The most commonly  recognized aspect of Agile is completing large undertakings through small tasks. There are  a number of advantages to this approach but to foster learning and a sense of agency, completing small things allows your people to get early feedback on their whole process from end to finish - not just the early planning phases. When iterations go through all phases of delivery, you are not only able to iterate to improve the product, but also allow people to iterate on their process and practices.

5. Set milestones on value delivered

Don't set milestones based on your preconception about how the phases a solution will be developed in. Instead, insist that every iteration be made as a viable solution and measure progress in terms of value delivered - whatever definition of value fits your solution. The team will find the best way to make headway and stakeholders can be involved over the course of development.

6. Visualize everything

Visualizing helps your team focus, handle stress and understand how they work.
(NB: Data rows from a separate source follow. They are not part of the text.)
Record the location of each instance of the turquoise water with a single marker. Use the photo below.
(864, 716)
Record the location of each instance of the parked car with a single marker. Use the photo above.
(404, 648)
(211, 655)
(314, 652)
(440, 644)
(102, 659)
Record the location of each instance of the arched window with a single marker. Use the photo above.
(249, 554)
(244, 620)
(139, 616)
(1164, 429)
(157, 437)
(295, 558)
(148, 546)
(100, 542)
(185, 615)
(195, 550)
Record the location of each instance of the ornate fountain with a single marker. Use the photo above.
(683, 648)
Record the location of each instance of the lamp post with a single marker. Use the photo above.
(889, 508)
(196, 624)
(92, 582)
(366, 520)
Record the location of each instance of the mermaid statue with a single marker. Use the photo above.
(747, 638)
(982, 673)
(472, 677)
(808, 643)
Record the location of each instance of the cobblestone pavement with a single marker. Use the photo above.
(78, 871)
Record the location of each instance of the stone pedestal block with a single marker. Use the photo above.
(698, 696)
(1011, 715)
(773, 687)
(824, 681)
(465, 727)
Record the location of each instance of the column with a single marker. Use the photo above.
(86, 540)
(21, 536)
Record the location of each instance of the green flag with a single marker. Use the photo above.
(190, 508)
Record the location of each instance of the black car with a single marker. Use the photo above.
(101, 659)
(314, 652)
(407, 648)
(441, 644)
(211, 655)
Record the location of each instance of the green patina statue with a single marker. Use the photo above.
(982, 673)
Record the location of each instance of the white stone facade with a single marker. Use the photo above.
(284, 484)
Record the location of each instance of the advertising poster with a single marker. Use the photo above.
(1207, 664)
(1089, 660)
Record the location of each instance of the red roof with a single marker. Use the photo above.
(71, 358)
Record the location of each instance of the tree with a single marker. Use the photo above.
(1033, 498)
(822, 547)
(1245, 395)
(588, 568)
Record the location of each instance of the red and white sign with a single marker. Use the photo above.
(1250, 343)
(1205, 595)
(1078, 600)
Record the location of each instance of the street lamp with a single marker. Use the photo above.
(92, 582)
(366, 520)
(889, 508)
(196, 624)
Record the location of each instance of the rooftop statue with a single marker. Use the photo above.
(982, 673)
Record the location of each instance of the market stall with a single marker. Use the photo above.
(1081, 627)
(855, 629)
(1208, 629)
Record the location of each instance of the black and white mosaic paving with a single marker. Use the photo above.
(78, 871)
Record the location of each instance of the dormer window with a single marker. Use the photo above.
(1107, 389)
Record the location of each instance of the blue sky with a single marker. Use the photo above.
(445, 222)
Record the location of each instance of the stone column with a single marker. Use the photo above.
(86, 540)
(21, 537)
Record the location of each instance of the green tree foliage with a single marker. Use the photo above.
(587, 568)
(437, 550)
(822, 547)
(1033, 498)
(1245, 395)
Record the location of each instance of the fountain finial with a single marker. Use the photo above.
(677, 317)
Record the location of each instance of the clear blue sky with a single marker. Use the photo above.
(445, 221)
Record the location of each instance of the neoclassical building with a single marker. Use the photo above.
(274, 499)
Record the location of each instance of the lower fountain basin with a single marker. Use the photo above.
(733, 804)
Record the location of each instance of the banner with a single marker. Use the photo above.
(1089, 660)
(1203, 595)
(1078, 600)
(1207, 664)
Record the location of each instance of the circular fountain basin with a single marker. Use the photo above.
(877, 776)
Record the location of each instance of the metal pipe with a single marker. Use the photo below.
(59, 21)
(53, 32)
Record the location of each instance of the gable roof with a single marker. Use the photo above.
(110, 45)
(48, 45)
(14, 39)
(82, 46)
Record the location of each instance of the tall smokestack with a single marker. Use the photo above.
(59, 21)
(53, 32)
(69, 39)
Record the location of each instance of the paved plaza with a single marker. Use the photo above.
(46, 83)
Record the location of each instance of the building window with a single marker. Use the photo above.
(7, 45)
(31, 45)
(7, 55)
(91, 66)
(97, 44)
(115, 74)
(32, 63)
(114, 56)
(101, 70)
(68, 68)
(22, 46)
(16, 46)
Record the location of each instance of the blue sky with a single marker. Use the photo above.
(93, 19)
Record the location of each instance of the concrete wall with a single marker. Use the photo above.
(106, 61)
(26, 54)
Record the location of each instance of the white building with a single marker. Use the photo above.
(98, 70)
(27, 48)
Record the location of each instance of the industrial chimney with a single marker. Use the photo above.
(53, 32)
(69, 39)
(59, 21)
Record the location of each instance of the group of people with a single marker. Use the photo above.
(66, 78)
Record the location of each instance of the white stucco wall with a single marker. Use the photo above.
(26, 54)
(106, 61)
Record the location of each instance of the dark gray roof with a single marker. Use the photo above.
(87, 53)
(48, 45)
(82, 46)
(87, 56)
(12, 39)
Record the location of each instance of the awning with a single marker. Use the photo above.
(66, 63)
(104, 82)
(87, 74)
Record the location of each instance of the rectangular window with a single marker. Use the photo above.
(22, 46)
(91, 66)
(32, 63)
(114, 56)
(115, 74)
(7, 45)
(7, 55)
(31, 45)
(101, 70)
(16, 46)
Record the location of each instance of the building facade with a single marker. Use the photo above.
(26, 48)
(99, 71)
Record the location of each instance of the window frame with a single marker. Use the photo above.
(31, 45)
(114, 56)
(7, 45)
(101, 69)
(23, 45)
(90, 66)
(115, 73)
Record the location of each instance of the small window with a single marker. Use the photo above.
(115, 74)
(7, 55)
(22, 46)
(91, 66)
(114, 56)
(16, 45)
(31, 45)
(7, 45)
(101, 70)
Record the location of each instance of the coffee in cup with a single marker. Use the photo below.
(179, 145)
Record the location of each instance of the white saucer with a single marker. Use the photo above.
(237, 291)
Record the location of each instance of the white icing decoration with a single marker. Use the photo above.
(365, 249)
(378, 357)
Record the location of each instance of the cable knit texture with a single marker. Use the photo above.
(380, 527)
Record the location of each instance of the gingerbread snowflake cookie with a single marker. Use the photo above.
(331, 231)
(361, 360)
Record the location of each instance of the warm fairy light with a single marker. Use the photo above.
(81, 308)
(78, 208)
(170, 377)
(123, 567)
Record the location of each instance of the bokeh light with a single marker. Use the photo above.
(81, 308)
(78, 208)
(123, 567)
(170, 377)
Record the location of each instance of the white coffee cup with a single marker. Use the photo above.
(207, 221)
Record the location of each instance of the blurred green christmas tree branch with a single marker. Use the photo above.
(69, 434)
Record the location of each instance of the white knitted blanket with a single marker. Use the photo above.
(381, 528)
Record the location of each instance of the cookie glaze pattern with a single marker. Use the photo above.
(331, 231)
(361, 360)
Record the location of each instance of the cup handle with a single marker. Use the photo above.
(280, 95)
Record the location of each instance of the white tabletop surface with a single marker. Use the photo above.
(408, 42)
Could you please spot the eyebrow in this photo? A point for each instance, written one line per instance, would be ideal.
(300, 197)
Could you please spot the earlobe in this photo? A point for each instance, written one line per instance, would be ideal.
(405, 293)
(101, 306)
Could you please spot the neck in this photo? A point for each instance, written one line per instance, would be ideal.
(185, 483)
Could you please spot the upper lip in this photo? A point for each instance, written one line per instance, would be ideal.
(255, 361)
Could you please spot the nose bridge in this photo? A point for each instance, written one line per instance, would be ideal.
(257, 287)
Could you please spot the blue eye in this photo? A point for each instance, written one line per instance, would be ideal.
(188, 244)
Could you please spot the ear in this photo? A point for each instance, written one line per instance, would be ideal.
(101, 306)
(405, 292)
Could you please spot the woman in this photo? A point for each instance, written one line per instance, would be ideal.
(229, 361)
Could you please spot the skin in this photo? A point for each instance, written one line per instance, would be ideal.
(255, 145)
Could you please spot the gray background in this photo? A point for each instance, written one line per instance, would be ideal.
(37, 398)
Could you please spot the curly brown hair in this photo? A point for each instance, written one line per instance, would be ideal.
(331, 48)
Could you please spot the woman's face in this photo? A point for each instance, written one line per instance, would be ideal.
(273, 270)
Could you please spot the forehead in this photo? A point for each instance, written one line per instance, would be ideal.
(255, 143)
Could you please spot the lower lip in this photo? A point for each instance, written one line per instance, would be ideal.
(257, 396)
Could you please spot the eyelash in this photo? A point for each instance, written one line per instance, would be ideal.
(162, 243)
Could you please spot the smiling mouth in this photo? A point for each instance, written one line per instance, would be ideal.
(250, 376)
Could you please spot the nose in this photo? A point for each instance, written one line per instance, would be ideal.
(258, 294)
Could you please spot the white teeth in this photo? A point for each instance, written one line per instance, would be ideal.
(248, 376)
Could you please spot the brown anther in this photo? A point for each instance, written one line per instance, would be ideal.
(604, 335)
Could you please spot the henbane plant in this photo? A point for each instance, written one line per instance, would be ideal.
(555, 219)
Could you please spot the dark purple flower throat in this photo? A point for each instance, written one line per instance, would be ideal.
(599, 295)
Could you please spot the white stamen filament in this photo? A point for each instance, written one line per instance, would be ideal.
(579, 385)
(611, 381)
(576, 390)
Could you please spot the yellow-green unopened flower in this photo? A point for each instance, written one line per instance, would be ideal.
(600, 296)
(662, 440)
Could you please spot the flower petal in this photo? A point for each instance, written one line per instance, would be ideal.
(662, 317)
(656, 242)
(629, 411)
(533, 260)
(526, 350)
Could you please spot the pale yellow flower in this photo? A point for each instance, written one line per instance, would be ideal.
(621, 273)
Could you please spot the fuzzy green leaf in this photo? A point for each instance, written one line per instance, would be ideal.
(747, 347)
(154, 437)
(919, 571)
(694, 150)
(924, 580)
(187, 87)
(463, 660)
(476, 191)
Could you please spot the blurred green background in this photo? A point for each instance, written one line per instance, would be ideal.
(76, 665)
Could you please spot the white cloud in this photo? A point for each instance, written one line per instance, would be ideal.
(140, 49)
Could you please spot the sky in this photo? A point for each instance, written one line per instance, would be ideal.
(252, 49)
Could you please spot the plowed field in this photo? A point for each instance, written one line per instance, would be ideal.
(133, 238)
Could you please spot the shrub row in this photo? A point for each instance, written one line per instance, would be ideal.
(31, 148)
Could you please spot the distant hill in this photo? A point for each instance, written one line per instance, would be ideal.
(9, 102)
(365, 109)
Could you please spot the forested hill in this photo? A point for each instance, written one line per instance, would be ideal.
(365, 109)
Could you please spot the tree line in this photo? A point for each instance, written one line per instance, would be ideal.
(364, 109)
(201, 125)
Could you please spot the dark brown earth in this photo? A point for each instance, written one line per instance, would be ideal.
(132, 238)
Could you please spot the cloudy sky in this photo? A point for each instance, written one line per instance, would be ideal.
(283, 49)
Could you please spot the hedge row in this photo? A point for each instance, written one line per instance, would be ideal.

Increasing flow by setting WIP limits, reducing batch sizes and managing queue lengths is important and useful, but up-to-date visualizations help your team understand what they are doing. Most importantly, the key driver of stress is often not working too hard, it's working with too little visibility.

7. Structure work to build routine and collaboration

SAFe is literally "Agile, but scaled". This is most apparent in teams working in parallel to one another but also in how work is anticipated over "scaled-up" (i.e. long) stretches of time. Having all teams working on cadence creates routines that buffer uncertainty: "'When do we overview work across team?' 'Next IP sprint, in 4 weeks.'" Having all teams and even teams of teams work on the same cadence creates opportunities for cross-team collaboration and problem-solving.

8. Unlock the intrinsic motivation of knowledge workers

This I didn't have rephrase at all, which makes me even more confident that SAFe has empowerment and respect for people built deep into its core. Instead of monetary incentives to exert control over your team, understand that the teams are already motivated. You only need to overcome the obstacles to their sense of autonomy, mastery and purpose. In best case, you can communicate a clear intention that your teams can pursue under minimal constraints. Good things come to those who allow.

9. Make less decisions

Once you have established and communicated a shared method of evaluating decisions (principle 1) in a system with maximum visibility (principle 2) and awareness (principle 6) where your people can adjust for changing conditions (principle 3), you are the last person who should be making any decisions for these people. And you won't.